Вот сейчас, одетый в камзол, причёсанный и слегка взволнованный, барон Ворлад вновь выглядел почти как прежде — внушительно и даже щегольски. Он окинул взглядом комнату, что-то ища. Затем, вспомнив, заглянул в один из шкафов и вынул оттуда шпагу.

— На всякий случай, — подмигнул он Бруму, подпоясываясь.

Тот лишь кивнул в ответ. Признаться, втайне он рассчитывал, что барон поедет безоружным.

Они вышли во двор. Брум уже подошёл к повозке, когда увидал Динди. Та сидела на небольшой скамейке рядом с крыльцом их флигеля, словно бы задумчиво расчёсывая кудряшки Риззель. Для барона Ворлада её лицо было таким же, как и всегда — тупым, застывшим и лишённым любого намёка на мысль, но Брум ясно видел, что сестра расстроена. Он готов был побиться об заклад, что она обо всём догадалась. Всё-таки они чувствовали друг друга так, как никто другой.
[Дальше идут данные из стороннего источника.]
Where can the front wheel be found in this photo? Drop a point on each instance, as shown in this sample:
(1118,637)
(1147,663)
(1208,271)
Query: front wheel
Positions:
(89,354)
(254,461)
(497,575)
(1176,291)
Динди мурлыкала под нос как будто бы какую-то песенку, а на самом деле — набор атональных звуков. Риззель нравились мамины песенки — они успокаивали девочку. Сейчас, завидев брата, Динди уставилась на него своим немигающим взглядом, а её губы искривились будто в подобии горькой улыбки.
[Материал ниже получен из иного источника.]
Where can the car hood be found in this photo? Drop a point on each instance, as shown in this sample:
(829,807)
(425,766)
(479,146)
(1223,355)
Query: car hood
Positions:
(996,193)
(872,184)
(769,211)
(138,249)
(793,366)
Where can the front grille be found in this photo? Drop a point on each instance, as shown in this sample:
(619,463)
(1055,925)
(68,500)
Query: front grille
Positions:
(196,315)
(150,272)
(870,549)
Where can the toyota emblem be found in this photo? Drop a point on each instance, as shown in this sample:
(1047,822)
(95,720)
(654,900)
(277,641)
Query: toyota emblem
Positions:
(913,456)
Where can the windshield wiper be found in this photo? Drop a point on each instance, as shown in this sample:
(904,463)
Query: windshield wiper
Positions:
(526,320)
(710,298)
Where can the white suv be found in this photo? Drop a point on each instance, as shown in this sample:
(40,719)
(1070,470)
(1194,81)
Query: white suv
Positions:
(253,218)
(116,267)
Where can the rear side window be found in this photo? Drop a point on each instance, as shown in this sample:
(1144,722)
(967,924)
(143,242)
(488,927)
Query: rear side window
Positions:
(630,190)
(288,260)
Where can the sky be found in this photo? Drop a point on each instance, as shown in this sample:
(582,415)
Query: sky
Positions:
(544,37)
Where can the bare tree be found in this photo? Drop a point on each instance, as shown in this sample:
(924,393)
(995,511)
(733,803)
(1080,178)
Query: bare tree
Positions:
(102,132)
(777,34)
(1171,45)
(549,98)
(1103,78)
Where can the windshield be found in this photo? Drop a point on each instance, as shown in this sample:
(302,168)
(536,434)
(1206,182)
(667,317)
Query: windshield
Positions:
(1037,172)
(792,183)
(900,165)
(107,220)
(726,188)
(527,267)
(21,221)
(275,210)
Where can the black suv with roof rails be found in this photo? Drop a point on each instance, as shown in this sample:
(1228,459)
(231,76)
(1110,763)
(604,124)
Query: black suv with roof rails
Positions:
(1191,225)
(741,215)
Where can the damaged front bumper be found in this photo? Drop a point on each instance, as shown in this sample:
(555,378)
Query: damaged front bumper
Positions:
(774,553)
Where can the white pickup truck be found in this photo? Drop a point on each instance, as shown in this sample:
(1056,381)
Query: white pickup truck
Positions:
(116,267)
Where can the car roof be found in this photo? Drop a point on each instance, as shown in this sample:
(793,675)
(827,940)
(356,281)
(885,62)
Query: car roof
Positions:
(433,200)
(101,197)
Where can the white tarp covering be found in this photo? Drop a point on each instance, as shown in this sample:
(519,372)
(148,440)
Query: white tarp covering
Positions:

Чувствуя, как разрывается его сердце, Брум быстрым шагом подошёл к двум самым дорогим для него людям на целом свете. Он крепко обнял сестру, поцеловав её в макушку. Затем он подхватил на руки рассмеявшуюся Риззель и сжал в объятиях.

— Я скоро вернусь, — срывающимся голосом произнёс он и, опустив племянницу обратно, быстро зашагал к повозке.

Он постарался не замечать удивлённого и насмешливого взгляда барона, который, разумеется, ничего не понял в увиденной сцене. Он явно решил, что паренёк боится, и потому решил проявить великодушие:

— Оставайся-ка тут, дружок. Я поеду один.

— Я поеду с вами, — сурово возразил Бруматт, взгромождаясь в повозку.

— Как знаешь, — равнодушно пожал плечами Ворлад, взбираясь следом. — Давай, лентяй, трогай! — бросил он вознице, пытаясь поудобнее устроиться в возке.